Sunday, May 3, 2015

Falling Through the Cracks

We fired our paediatrician this year. Her ruining our referral for an assessment at Sunnyhill did it for us.  When we approached our initial appointment with the new paediatrician last month, I tried to gather up all the necessary information so he could be caught up on Rhys. I didn't want to have to go through tons of paperwork or do unnecessary testing that would put us back by several months. I already feel we are behind! So I got my Rhys Binder together and went through my last notes to see what would be the most important to mention. I never know if I will have to spend the time trying to convince the doctor of our need for further assessment or if our words will be enough.

Prior to the appointment, I asked Rhys' teacher and the SEA in the classroom if they could put together a letter for us to give to the pediatrician. It was handed to me on the last day of classes before Spring Break and put together with help from the Special Education Coordinator.  It was an interesting letter.
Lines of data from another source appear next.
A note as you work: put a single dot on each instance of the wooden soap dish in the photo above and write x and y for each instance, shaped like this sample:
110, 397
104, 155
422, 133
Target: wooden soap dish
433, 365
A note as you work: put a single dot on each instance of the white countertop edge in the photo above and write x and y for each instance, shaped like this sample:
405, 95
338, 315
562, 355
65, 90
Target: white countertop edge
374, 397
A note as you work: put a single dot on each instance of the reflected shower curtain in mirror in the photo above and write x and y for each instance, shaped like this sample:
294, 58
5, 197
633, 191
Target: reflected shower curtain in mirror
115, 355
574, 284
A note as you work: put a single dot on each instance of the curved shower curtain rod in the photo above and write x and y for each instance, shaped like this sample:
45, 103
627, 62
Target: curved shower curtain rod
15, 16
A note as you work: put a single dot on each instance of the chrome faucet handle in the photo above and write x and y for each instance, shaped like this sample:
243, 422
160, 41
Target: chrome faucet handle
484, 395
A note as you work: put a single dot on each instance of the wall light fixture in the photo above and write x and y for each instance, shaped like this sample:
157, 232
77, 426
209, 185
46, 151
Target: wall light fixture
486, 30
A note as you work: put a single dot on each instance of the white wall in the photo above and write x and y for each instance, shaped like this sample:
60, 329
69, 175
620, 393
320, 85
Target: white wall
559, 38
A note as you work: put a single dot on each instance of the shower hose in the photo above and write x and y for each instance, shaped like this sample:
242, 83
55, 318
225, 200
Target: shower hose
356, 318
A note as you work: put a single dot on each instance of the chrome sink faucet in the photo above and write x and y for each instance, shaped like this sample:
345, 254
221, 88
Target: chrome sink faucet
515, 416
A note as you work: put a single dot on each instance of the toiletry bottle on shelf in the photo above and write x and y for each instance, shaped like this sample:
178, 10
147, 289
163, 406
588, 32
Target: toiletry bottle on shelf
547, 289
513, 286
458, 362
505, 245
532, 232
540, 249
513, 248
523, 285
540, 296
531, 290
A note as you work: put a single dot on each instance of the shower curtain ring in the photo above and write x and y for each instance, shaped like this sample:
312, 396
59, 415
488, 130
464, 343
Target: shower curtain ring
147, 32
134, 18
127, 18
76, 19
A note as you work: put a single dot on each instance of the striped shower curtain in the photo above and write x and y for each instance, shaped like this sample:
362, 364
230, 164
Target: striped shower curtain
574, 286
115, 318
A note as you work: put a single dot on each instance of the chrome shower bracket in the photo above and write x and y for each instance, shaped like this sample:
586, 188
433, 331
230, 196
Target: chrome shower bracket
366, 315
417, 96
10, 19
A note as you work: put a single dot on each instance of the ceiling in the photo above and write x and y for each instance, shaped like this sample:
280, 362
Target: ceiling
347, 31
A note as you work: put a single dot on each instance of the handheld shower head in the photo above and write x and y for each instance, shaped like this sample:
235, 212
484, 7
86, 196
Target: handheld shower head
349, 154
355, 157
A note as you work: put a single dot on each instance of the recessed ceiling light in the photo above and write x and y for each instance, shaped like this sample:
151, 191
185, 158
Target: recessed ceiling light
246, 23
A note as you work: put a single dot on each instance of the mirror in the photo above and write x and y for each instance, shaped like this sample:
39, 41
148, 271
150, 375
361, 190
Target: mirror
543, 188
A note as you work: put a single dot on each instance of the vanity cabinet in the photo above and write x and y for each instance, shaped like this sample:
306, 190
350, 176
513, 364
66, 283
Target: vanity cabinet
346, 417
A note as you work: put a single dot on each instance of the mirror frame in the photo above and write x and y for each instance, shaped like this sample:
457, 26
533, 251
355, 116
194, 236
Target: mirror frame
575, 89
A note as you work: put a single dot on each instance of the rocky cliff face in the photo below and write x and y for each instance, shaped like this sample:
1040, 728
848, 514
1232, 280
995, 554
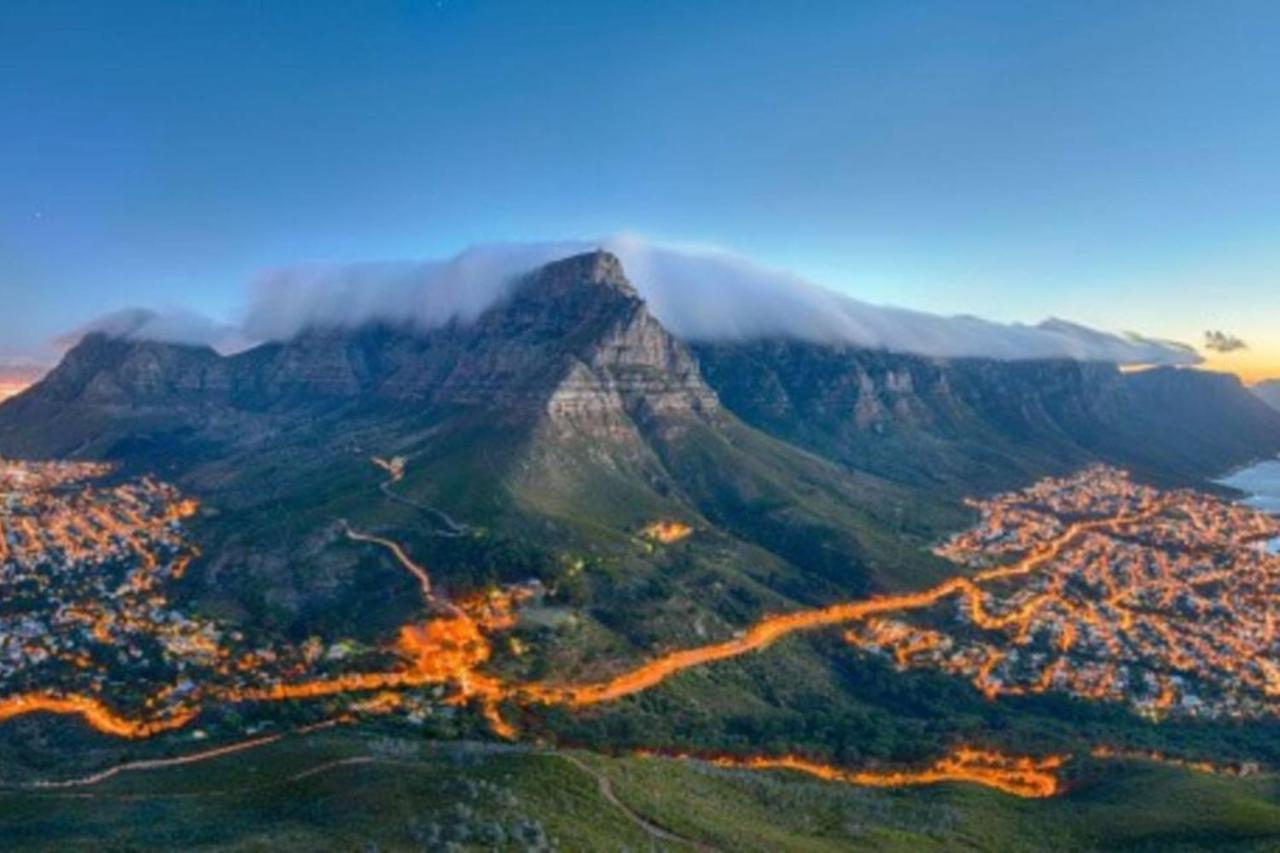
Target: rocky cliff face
574, 349
1269, 392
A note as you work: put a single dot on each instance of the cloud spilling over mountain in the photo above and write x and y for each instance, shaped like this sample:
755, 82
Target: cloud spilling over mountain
176, 325
699, 295
1220, 341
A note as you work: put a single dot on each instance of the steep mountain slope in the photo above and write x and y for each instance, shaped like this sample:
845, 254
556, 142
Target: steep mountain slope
1269, 392
556, 427
979, 424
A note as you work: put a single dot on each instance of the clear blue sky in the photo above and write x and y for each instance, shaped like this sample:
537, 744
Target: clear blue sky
1114, 163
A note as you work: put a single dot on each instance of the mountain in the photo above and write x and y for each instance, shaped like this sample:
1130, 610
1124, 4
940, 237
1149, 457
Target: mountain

Most of it I already knew about, but some threw me off, and some parts made me actually laugh out loud.

It mentioned how he "presents physically, socially, and academically as being younger than his kindergarten peers", specifically pointing out that he can do and say things that "are innapropriate or that his peers find odd." (he does not understand personal space, and likes to dance and hit his bottom---that makes me laugh, but it's uncomfortable to people.)  His speech is still very unclear and he is learning at a slower pace than his classmates.

There was a noted incident where the class did a skipping activity and he couldn't do it and he fell. The ability to skip is a skill that he has only gained last year in preschool, so he has not mastered it yet; he is still working on his balance.  It was pointed out that his reaction time to break his fall is slow, so when he stumbles, the fall can be quite hard. I hadn't thought of that before, but it makes sense.  It explains all of the times he's cried and cried over a "simple" fall--it may not have been so simple for him.

What made me laugh was when his preschool teacher described him as "oddly optimistic". What does that mean? I guess he can be a bit more enthusiastic than necessary.

What frustrated me was the I have two pages of how Rhys is different than his peers and is struggling, yet no teacher or SEA has talked to me directly about it. I have tried to open up a dialog with them though, but things haven't gone far. Yet I read: "the challenges in these areas are directly effecting his progress academically and his ability to interact socially with peers in a meaningful way." So why are they not meeting with me about it?  Why have they not brought up ideas or suggestions?  Why have they not done their own assessment?

Just before Christmas break, his teacher mentioned about him "falling through the cracks." How true that is.  He is behind in many areas, but he doesn't need an aide in the classroom all of the time, yet he does need more one-on-one attention.  I can see how he misses out when they don't know where he fits.

When we met with the new pediatrician, he used those same words.  That it seemed that Rhys was "falling through the cracks."  He is gaining skills, but behind in many, but not so far behind that he obviously needs help. It's hard for me. I hate to think that instead of Rhys getting the help he needs, he may be seen as disruptive or a troublemaker by the teachers when he gets older.

Our new pediatrician is going to talk to Sunnyhill and see about us getting an assesment done, but he wasn't too sure if there was a cut-off age. I didn't see one online, so I hope there isn't.  It would seem so unfair if they didn't accept his case, since we were on that wait list at age five and still in preschool, and it was the old pediatrician's fault we weren't anymore.  It also would seem strange to have an age limit since some of these delayments come out more in the first years of school.  Hopefully we will hear something soon.

He also mentioned a group called TIDE BC. They are out of BCCH and work along with Genetics. The goal is to see if therapy would help offset some delayments in children, decrease that gap, and maybe increase some skills. A lot of it went over my head during our appointment, but when I looked them up online, I felt some hope and excitement. Wouldn't it be wonderful if this team of researchers and specialists were able to find some sort of treatment that would help Rhys?  We haven't heard from Genetics yet though, regarding any test results, so I don't know if they even found anything or were even able to get anything from the bloodtests. (I can only assume that silence means that there is nothing to discuss.) The doctor wasn't even sure if we would be a good candidate for TIDE BC, but hopefully someone will find our case interesting enough to work on!

It's hard when you have teachers and doctors telling you that your child is falling through the cracks and getting further behind but they can't seem to do anything about it.  It's frustrating and disheartening. But I am trying to be hopeful that we will get somewhere with this new pediatrician. I know that there are options out there, at least.